“Gamble for them,” said Abrogastes, laughing.
No sooner had he spoken than several of the men who had brought in the rings began to distribute dice among the tables. Another, with the heel of his boot, scraped a small circle, some three feet in diameter, outside of, and before, the larger, ditched circle. In another instant another of the men had reached over the ditch and seized one of the women by the hand and dragged her from her knees into the ditch and out of it, unceremoniously, and put her on her feet, in the smaller, just-scraped circle, in front of the ditched circle. He held her small wrists together, pinioned over her head, in one hand, and turned her about. Dice rattled on the boards.

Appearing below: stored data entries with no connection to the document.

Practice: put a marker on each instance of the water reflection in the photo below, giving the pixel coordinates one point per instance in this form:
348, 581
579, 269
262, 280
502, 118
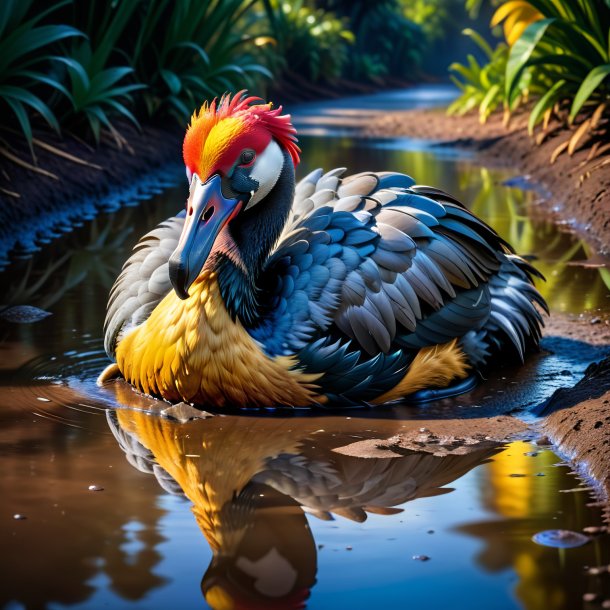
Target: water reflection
99, 249
251, 481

“What of that one?” called a man, indicating Huta, who shuddered.
“Let the hound have her!” called another.
Those who scored the highest in the first roll of the dice rolled again, and so on, until a winner was established.
“Twenty!” called a fellow.
“Twenty-two!” cried another.
Abrogastes, standing upon the dais, seemed bemused by the gambling.
“What of the slut, Huta!” cried a man.
The first of the former ladies of the empire was soon won and was put down upon her hands and knees and hurried, by a boy’s switch, to her new master. She screamed, for it was an insectoidal creature, alien to mammals.
‘’You, quickly, to the circle!’’ cried one of the men to another of the former ladies of the empire and she, weeping, scrambled down into the ditch, and then up, out of it, and put herself in the smaller circle, and, once again, the dice danced, scattering about, on those broad, rough planks.
“Stand straight!” said a man. “Turn!”
“Do not leave the circle without permission or you die,” said another.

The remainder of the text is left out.